Staff were aware of their responsibilities in relation to keeping people safe and robust recruitment systems were in place. Contingency plans ensured that people would continue to receive a safe service in the event of an emergency. People lived in a safe and homely environment which was suited to their needs.

People were supported to have maximum choice and control of their lives and staff supported them in the least restrictive way possible and in their best interests; the policies and systems in the service supported this practice. Choices of foods were available to people and staff were knowledgeable about people’s dietary requirements. People were supported to see healthcare professionals when required. Staff received training, induction and on-going supervision to support them in their roles.

Staff supported people with kindness and respected their privacy. Staff understood the need to maintain and develop people’s independence wherever possible. People and their relatives were fully involved in their care and staff were knowledgeable about people preferences and communication styles. A range of activities were provided to people with an emphasis placed on community activities.

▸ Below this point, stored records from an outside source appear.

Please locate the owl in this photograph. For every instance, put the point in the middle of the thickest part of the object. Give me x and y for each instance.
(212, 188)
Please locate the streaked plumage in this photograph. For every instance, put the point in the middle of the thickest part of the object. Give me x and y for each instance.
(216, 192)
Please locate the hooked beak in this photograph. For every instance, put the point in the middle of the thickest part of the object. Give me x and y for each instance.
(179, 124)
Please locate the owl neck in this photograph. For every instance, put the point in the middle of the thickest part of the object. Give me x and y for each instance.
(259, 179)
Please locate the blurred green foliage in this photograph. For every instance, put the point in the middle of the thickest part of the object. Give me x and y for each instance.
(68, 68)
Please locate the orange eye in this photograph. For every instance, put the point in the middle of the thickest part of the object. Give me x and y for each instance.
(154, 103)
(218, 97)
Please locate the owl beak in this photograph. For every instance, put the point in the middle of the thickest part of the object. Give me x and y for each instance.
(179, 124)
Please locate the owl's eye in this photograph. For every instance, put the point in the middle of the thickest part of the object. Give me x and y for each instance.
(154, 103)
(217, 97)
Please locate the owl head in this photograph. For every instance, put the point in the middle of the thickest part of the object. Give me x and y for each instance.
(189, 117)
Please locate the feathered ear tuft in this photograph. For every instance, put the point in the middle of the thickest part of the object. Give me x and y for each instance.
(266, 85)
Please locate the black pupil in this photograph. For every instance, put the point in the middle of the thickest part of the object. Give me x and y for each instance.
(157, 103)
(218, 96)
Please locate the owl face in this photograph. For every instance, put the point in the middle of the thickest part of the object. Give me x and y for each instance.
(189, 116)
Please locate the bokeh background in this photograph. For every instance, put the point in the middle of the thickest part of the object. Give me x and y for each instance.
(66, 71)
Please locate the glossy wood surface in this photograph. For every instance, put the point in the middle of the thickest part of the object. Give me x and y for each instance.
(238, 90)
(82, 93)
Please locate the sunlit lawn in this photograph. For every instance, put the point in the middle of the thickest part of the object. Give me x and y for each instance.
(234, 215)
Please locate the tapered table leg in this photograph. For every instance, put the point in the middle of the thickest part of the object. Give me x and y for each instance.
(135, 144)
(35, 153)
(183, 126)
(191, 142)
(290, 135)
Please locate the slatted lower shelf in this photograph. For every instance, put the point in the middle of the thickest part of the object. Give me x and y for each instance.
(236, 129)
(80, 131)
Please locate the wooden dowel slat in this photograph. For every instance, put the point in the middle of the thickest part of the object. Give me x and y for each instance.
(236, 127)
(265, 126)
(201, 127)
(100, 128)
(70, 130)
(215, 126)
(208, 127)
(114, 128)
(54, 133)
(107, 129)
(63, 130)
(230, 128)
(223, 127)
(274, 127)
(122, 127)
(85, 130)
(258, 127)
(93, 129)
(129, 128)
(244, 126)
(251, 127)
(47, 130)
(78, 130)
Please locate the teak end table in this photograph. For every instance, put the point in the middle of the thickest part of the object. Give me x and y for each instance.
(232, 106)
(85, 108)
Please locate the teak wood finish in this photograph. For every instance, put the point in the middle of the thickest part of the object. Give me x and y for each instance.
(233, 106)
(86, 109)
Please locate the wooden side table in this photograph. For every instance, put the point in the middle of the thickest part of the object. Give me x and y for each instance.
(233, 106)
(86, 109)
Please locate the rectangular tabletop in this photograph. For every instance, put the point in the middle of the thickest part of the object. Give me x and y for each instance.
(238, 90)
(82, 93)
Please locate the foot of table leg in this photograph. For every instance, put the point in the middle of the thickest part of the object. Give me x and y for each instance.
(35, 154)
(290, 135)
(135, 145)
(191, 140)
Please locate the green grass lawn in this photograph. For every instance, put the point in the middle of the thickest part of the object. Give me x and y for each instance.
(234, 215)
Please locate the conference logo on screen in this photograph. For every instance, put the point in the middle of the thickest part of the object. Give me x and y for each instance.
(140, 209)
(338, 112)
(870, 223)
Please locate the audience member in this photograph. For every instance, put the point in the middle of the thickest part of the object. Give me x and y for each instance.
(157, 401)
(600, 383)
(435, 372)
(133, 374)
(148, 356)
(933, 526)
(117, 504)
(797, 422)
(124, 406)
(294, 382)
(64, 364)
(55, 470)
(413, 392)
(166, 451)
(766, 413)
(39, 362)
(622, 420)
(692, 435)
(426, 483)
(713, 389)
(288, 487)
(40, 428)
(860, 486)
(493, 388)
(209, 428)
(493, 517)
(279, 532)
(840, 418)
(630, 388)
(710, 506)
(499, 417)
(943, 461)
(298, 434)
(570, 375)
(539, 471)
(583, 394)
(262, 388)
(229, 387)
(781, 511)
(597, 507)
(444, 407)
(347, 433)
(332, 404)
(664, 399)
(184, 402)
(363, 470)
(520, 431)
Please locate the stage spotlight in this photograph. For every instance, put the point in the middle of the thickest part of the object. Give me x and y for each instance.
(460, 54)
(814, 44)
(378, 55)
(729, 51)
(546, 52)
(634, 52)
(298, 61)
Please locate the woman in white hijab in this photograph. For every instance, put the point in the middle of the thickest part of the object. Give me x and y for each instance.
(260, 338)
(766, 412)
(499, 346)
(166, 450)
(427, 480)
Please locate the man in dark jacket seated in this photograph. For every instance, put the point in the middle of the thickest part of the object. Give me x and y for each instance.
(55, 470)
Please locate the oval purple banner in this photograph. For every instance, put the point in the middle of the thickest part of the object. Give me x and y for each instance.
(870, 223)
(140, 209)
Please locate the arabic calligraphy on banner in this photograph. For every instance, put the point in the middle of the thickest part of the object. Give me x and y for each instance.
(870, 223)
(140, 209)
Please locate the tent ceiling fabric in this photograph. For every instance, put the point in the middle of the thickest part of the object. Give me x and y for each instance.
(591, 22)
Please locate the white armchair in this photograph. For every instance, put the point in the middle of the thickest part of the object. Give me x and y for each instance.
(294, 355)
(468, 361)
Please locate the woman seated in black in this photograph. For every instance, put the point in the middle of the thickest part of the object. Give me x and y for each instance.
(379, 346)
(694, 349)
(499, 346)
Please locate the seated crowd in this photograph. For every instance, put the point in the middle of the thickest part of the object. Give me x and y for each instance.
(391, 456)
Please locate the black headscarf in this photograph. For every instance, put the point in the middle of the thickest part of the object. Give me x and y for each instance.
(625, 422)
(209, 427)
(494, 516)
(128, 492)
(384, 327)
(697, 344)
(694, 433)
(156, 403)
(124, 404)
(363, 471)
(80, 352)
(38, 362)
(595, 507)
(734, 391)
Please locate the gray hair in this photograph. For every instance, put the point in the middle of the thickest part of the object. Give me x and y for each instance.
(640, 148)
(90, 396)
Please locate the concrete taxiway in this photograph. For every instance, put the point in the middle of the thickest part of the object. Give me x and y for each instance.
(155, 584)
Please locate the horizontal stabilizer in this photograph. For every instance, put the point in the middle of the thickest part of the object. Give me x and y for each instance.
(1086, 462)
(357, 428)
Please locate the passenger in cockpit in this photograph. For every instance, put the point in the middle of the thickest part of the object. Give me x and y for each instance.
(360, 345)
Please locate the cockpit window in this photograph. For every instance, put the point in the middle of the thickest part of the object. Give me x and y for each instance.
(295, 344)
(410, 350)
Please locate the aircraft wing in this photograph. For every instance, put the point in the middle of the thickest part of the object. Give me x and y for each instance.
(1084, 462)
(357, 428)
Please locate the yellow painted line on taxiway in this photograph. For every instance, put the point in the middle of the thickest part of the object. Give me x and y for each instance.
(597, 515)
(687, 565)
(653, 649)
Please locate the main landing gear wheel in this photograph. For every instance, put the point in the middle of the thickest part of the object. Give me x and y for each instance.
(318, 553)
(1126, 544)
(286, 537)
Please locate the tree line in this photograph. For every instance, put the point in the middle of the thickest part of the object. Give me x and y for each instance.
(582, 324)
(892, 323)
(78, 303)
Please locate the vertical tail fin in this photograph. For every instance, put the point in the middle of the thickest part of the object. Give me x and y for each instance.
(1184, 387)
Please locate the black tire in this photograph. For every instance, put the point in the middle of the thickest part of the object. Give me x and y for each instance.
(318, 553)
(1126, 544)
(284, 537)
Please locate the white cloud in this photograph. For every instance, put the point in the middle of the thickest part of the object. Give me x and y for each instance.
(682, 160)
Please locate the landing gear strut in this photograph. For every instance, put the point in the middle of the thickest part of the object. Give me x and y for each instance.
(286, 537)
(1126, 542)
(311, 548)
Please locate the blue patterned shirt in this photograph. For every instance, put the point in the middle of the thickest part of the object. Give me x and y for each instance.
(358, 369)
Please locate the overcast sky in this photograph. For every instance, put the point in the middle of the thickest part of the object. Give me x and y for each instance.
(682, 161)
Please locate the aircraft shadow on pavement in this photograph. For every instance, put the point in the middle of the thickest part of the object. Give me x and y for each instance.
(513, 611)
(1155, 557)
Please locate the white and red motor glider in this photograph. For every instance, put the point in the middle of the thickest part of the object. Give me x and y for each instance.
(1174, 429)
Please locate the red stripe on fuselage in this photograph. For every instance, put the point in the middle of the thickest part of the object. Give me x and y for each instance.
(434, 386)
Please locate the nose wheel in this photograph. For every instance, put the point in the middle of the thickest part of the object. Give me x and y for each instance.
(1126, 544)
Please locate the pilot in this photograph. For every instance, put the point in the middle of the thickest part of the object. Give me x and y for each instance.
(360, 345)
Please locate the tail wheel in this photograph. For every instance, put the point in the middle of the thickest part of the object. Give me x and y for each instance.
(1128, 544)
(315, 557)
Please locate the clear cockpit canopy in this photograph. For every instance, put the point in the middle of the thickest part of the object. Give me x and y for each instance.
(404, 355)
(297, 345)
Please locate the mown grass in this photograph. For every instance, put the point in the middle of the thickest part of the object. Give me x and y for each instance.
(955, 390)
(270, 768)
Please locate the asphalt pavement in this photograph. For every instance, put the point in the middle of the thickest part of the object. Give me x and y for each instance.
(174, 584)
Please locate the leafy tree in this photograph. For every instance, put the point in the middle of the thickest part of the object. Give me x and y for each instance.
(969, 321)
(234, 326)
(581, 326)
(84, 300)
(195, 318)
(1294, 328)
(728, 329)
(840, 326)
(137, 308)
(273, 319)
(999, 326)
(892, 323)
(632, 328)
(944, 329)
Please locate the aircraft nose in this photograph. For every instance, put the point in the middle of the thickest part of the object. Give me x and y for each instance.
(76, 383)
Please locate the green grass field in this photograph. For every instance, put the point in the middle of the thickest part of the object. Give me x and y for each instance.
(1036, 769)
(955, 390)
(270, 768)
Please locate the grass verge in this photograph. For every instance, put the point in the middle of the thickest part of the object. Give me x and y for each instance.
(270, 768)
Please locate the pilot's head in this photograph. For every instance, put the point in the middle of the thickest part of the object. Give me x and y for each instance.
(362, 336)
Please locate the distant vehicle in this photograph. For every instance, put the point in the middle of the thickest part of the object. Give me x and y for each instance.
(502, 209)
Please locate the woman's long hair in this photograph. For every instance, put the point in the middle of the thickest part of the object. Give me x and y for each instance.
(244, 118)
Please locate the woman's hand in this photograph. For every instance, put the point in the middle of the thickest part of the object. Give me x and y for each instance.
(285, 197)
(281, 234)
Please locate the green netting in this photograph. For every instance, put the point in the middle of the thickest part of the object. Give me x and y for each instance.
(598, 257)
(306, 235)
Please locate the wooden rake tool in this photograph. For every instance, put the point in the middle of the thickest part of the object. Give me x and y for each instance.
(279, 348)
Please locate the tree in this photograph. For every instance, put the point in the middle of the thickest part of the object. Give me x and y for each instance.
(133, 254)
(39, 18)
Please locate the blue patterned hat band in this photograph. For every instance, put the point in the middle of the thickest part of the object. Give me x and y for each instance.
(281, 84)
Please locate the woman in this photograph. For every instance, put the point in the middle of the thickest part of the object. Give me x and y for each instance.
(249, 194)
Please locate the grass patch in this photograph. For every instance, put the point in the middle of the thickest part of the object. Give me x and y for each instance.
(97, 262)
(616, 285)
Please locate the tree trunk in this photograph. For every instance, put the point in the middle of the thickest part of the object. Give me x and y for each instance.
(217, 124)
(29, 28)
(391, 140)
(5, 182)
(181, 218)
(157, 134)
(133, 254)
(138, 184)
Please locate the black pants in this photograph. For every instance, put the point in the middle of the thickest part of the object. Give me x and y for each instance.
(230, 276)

There was an open and positive culture developing within the service. Staff shared the same values and wanted to provide a positive experience for people. People, relatives and staff had the opportunity to contribute to the service and felt their ideas were listened to.

For more details, please see the full report which is on the CQC website at www.cqc.org.uk

Rating at last inspection (and update) The last rating for this service was Requires Improvement with the Well-Led domain rated as Inadequate (18 January 2019).

Following the last inspection we issued warning notices in respect of people’s safe care and treatment and the governance of the service. The provider completed an action plan to show what they would do and by when to improve. At this inspection we found improvements had been made. The requirements of the warning notices had been met and the provider was no longer in breach of regulations.

Why we inspected

This was a planned inspection based on the previous rating.

Follow up

We will continue to monitor information we receive about the service until we return to visit as per our re-inspection programme. If we receive any concerning information we may inspect sooner.